Свобода! Пела ли душа, ликовала ли? Ой, вряд ли. Лев Лашезин мог припомнить несколько случаев, когда его посещала радость, но счастье он не испытал ни разу, это точно.

А остальные? Филимон Передонов, чахоточник и доходяга, еще в лагере все уши прожужжал, будто знает, как сшить плот без веревок и гвоздей, «в кривую лапу», а на деле оказался негоден даже на то, чтобы сшибать топором сучья с заваленных лесин. Знать, врал, гад, чтобы взяли с собой, протащили сквозь тайгу, не бросили на прокорм волкам. Филимону с охотой накостыляли по шее, а он только ползал в ногах, плакал и молил: «Бейте меня, еще бейте, не бросайте только…»

Ну, пожалели, не бросили. И что? Все равно он помер от кровохарканья еще в начале зимы. И что-то не было заметно, чтобы он был шибко счастлив от осознания того факта, что помирает свободным. Тосковал, мечтал дожить до весны… Может, и дожил бы, не пустись он в бега. В лагере хотя бы больничка была и фельдшеры совсем не изуверы…

А был ли счастлив Витус Смертельный Удар, когда уходил под лед, провалившись посередине реки? А Костя Смяткин, не вернувшийся с охоты, сгинувший неведомо где? Ну, мертвые — ладно… А те десять из тринадцати, что выжили, — счастливы ли?

Нет, свобода еще далеко не счастье, она только средство. Универсальное, надо сказать. Куда повернешь, туда и выстрелит. Кого прикроешь, того и защитит. И есть подозрение, что учиться обращаться с этим средством нужно с детства, а если начал с седой бороды, то обладать им, конечно, сможешь, и сохранить его сумеешь, если постараешься, а вот грамотно применить — только случайно.

Удивительная вещь: большинству людей свободы всегда мало, а ведь свобода одного есть также средство отъема свободы другого. Быть может, в этом и состоит главная ее функция?

Разговор у нодьи не клеился. Вернувшийся Гриша — дежурный коптильщик — тоже примолк и, нахохлившись, следил за процессом копчения, подбрасывая в огонь то сухих щепок, то сырых ветвей из только что принесенной охапки. Кто-то храпел. Кто-то кашлял. Кто-то яростно чесался, запустив руку под прикрывающие тело шкуры, и сдержанно подвывал от наслаждения.

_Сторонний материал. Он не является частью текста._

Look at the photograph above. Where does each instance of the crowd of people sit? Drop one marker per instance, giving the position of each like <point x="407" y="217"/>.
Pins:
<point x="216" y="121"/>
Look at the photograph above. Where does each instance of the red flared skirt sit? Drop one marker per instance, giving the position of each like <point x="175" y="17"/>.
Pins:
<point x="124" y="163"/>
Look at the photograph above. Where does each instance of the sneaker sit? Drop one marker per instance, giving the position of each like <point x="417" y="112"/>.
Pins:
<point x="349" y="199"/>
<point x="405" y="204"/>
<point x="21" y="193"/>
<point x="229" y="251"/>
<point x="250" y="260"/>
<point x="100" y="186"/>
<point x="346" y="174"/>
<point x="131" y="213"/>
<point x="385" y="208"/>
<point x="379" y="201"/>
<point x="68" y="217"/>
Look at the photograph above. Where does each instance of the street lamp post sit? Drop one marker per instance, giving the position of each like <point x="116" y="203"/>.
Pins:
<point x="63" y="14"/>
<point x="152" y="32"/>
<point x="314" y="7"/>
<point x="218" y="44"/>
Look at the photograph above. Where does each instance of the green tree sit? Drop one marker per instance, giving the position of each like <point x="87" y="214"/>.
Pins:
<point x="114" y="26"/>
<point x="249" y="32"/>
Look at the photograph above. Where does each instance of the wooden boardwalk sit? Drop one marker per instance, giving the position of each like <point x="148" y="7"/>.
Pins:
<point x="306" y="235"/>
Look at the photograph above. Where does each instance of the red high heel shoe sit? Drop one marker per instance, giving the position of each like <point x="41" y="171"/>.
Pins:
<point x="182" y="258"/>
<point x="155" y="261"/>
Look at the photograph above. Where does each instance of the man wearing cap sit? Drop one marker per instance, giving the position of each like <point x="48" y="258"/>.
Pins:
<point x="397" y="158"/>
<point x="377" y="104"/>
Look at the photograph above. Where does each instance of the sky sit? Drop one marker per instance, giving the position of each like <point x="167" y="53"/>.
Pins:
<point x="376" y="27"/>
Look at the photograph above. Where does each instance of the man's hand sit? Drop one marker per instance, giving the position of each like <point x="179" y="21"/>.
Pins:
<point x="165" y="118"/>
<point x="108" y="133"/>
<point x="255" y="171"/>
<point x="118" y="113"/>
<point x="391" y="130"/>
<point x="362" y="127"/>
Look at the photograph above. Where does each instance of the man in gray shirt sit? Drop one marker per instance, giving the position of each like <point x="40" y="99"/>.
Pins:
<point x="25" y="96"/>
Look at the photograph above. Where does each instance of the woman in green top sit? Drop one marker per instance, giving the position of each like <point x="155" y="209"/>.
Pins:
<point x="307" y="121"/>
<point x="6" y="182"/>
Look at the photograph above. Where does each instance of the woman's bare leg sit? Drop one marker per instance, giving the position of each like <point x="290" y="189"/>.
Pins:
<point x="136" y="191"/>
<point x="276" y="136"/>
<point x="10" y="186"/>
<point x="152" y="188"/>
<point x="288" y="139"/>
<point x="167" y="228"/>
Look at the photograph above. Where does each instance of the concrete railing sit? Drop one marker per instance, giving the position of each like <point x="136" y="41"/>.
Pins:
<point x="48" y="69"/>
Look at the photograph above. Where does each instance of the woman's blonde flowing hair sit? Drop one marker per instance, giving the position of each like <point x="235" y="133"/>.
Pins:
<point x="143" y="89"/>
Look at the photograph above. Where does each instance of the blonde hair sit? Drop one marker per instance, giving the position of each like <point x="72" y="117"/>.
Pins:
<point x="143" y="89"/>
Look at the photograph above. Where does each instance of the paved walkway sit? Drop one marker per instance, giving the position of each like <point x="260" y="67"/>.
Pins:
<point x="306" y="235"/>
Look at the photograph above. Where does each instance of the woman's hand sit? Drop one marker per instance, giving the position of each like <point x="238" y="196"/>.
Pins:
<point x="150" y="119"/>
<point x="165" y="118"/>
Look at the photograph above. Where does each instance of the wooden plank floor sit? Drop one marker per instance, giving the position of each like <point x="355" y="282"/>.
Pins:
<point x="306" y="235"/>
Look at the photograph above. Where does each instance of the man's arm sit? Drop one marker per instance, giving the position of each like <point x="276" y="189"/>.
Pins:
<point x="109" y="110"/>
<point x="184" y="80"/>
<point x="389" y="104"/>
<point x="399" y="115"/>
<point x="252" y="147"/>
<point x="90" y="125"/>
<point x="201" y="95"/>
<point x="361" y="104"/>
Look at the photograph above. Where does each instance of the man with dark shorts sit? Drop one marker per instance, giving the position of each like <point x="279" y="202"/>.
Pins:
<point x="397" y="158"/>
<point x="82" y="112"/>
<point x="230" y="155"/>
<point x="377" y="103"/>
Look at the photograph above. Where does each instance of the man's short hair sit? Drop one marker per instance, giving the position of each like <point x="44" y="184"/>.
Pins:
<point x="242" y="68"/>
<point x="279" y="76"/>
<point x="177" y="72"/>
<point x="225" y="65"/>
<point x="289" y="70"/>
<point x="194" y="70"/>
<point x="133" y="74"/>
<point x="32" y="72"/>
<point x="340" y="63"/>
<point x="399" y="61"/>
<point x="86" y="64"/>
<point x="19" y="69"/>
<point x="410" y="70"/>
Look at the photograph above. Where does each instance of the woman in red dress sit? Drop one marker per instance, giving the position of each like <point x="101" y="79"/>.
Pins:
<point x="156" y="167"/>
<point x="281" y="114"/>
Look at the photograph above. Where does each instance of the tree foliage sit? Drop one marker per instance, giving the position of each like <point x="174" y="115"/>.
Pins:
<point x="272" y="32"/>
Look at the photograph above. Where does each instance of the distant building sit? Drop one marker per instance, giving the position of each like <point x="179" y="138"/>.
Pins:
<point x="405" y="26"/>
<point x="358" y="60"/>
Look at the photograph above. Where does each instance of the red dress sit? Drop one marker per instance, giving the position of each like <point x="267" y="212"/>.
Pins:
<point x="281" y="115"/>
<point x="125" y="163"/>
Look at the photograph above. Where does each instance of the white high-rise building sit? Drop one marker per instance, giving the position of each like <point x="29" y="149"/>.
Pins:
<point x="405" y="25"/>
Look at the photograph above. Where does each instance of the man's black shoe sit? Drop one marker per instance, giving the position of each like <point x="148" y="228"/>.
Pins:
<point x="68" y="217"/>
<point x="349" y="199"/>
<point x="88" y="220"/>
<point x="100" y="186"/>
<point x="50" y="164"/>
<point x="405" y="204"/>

Дядя Лева тоже поскреб в бороде. Грязь и короста. Хорошо еще, что вшей ни у кого нет, — в лагере исправно действовали и баня, и прожарка, да и дезинфекция бараков проводилась вовремя, по графику. У баб с этим строго. Ты, эксмен, куда менее ценен, чем они, но и у тебя есть свое законное место в обществе и кое-какие гарантированные права. На труд с оплатой, на жилье, на медицину и так далее. Даже на защиту от женской преступности. И пусть половина прав существует лишь в теории — вторая-то половина совершенно реальна! Право на санитарию, например, вполне осязаемо даже в лагере, зато неосязаемы вши.